Acta Orthop Traumatol Turc. 2022 Jul;56(4):256-261. doi: 10.5152/j.aott.2022.21392.
This study aimed to compare the anti-epidural fibrosis and anti-inflammation effects of hyaluronic acid (HA)-carboxymethylcellulose (CMC)-alginate hydrogel, pure HA, and normal saline using a lumbar laminectomized rat model.
Thirty lumbar laminectomized adult rats were randomly assigned to three groups. The control group received normal saline, the HCA group received HA-CMC-alginate gel, and the HA group received pure HA gel soaked over the dura of the laminectomized area before closing the surgical wound. All rats were housed for eight weeks, then epidural fibrosis (EF) was histologically graded. In addition, the fibroblast and inflammatory cell density were computerized for evaluation.

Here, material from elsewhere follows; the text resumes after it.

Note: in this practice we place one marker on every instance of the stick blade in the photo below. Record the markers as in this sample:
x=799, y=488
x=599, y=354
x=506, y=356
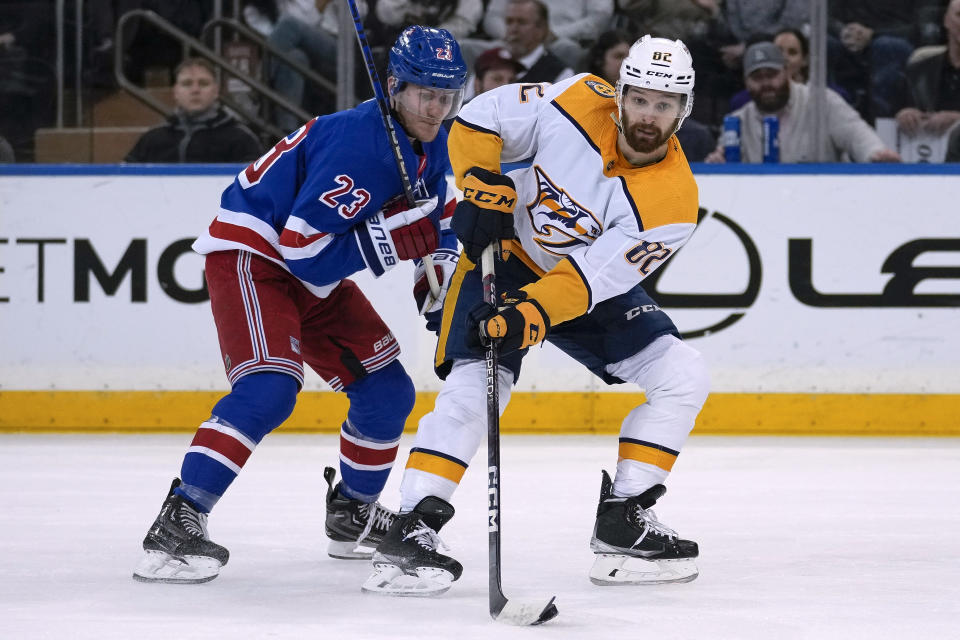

The mean fibroblast densities were 32.03 × 102 ± 488, 13.22 × 102 ± 200, and 14.52 × 102 ± 368 cell/mm2 in the control, HCA, and HA groups, respectively. The mean inflammatory cell density was 30.74 × 102 ± 459, 5.90 × 102 ± 129, and 11.08 × 102 ± 282 cell/mm2 in the control, HCA, and HA groups, respectively. The mean fibroblast and inflammatory cell densities in the HCA and HA groups were significantly lower than in the control group (P < 0.05). The HCA group had a significantly lower inflammatory cell density than the HA group (P < 0.05). The fibrous adherence grading of HCA and HA was significantly lower than the control (P < 0.05).
HA-CMC-alginate gel and HA hydrogels seem to have a better preventative effect on EF than no treatment (control). HA-CMCalginate can exhibit a better anti-inflammatory effect than HA. HA-CMC-alginate can be effective in reducing EF and inflammation after lumbar laminectomy.
本研究旨在通过腰椎板切除术大鼠模型比较透明质酸(HA)-羧甲基纤维素(CMC)-藻酸盐水凝胶、纯 HA 与生理盐水的抗硬膜外纤维化和抗炎作用。
将 30 只腰椎板切除的成年大鼠随机分为三组。对照组给予生理盐水,HCA 组给予 HA-CMC-藻酸盐凝胶,HA 组在关闭手术切口前将 HA 凝胶浸泡在硬膜外切除区域。所有大鼠均饲养 8 周,然后对硬膜外纤维化(EF)进行组织学分级。此外,对成纤维细胞和炎症细胞密度进行计算机评估。
对照组、HCA 组和 HA 组的平均成纤维细胞密度分别为 32.03×102±488、13.22×102±200 和 14.52×102±368 个细胞/mm2。对照组、HCA 组和 HA 组的平均炎症细胞密度分别为 30.74×102±459、5.90×102±129 和 11.08×102±282 个细胞/mm2。HCA 组和 HA 组的平均成纤维细胞和炎症细胞密度明显低于对照组(P<0.05)。HCA 组的炎症细胞密度明显低于 HA 组(P<0.05)。HCA 组和 HA 组的纤维粘连分级明显低于对照组(P<0.05)。
HA-CMC-藻酸盐凝胶和 HA 水凝胶似乎比不治疗(对照组)对 EF 有更好的预防作用。HA-CMC-藻酸盐可以表现出比 HA 更好的抗炎作用。HA-CMC-藻酸盐在腰椎板切除术后可有效减少 EF 和炎症。